In short, I had nothing to complain about.
The pity party ended pretty quickly as I marveled at disabled soldiers who forged ahead with their lives, whether it meant re-learning to walk or challenging their commander-in-chief to mountain bike races while biking with only one leg. They may have lost body parts. But they didn’t lose their resolve.
At the time of my diagnosis – just a month shy of my senior year in college – I couldn’t see how I’d survive. I had a senior recital to plan, grad school applications, a full slate of classes, work-study, and internships. How was I supposed to squeeze in physical therapy? I didn’t have time for that.
But life, it seems, has a way of interrupting our plans. Couldn’t every person in this book have said the same?

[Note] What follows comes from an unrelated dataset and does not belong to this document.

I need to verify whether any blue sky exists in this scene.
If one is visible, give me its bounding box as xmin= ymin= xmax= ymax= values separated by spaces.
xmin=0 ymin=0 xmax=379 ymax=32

“…I wasn’t supposed to step on a land mine. I have a wife and three kids. How will I support them?….”
“…I wasn’t supposed to be hit with shrapnel. I’ve lost my eyesight. Now what?…”
“…I’m only 26. I have my whole life ahead of me – but I’ve got PTSD. Is this how I’m supposed to live the rest of my life?”
You won’t find any of those lines in the book. But you will find the words of Marine Lance Corporal Timothy John Lang, who knows what real courage looks like:
“We all have battles to conquer in life…and that’s how we are judged: by how we pick ourselves up and move forward.”
In my world, it translates into The ABC’s of Lymphedema, an insightful and humorous list devised by someone who understood that even if you can’t eliminate the problem, you can choose how you respond.
Here’s a snapshot:
A is for Acceptance. You can deny that you have lymphedema and get worse, or you can accept it, learn how to live with it, and do very well.
D is for Denial. It doesn’t work (see letter A).
O is for Overwhelmed. This occurs when you think, ” I have got to do what for the rest of my life?” You just have to do it for today. Yesterday is gone and tomorrow hasn’t arrived yet.
Unlike the pop quiz, life doesn’t always provide answers.
But what the soldiers knew – as well as the ABC writer – is this:
V is for Victorious. You can overcome your lymphedema [insert trial here] even if you can’t cure it.
And if Portraits is any indication, that includes my battle, too.